= Nabil de Freige =

Lebanese politician

Nabil de Freij (born August 31, 1955) is a Lebanese politician. He was born in Beirut.
- Minister of Administrative Development.
- Married to Mrs. Maya Robert Barakat with two children.
- Studied at Notre Dame College of Jamhour.
- A graduate of the Higher Institute of Commerce and Management – Paris (1975–1980).
- Member of the board of directors of the Agricultural Research Institute (1989–2000).
- Member of the board of directors of Alban Lebanon (Candia).
- Secretary of the Association to protect and improve the descendants of Arabian horses (1987–1998).
- President of the Association to protect and improve the descendants of Arabian Horses (since February 1998).

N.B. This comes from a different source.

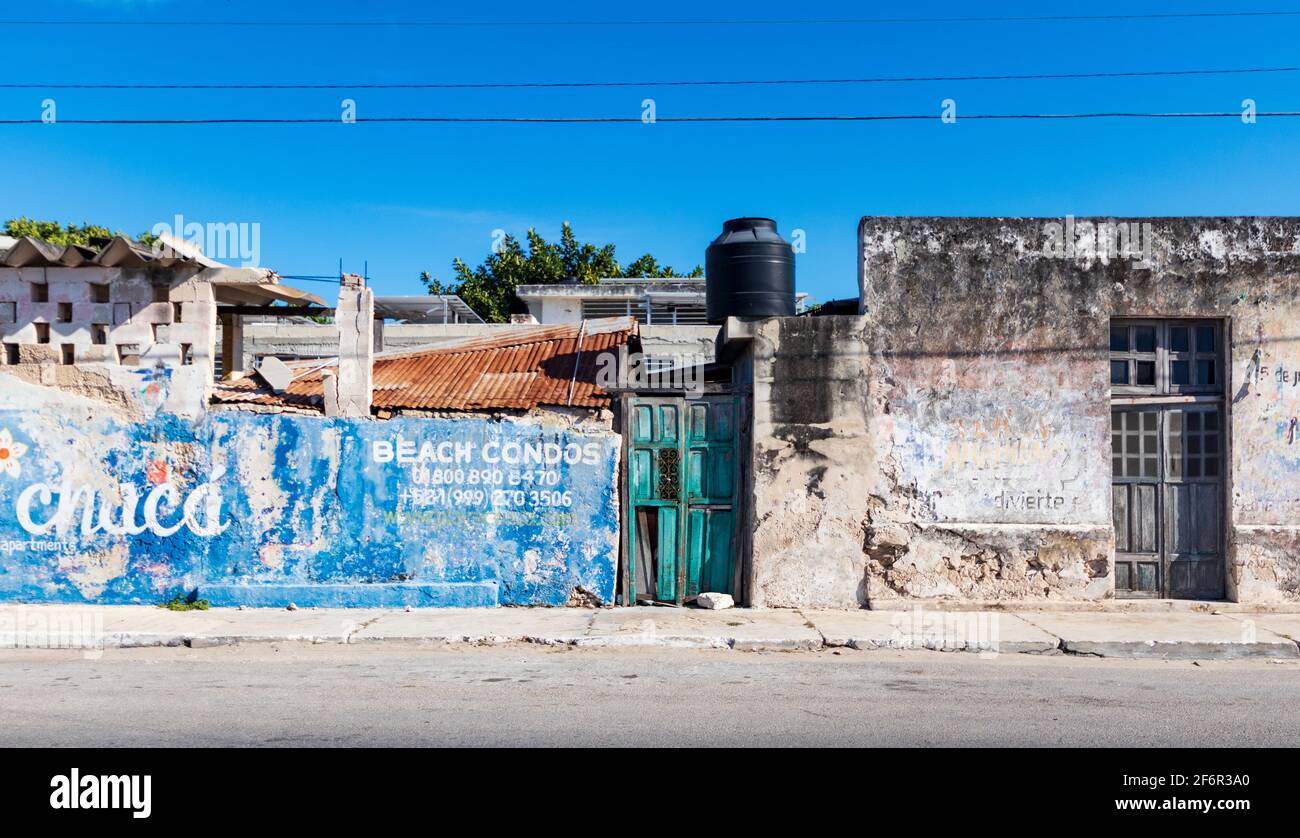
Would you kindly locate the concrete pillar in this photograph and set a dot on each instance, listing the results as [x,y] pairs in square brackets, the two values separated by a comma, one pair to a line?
[232,343]
[355,320]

- Was elected as Member of Parliament for the first time on September 3, 2000 (seat of minorities).
- A member of the Finance and Budget Committee (since 2000).
- A member of the Agriculture and Tourism Committee (2000–2005).
- A member of the Francophone Parliamentary Committee (since 2000).
- A member of the Office of the General Assembly of the International Francophone Parliament (since 2003).
- Was elected as Member of Parliament for the second time on 29 May 2005 on the list of Prime Minister Rafic Hariri (seat of minorities).
- Chairman of the National, Trade and Industry and Economy Planning Committee (since July 18, 2005).
- Was elected as Member of Parliament for the third time on June 7, 2009 on the list of Future Movement (seat of minorities).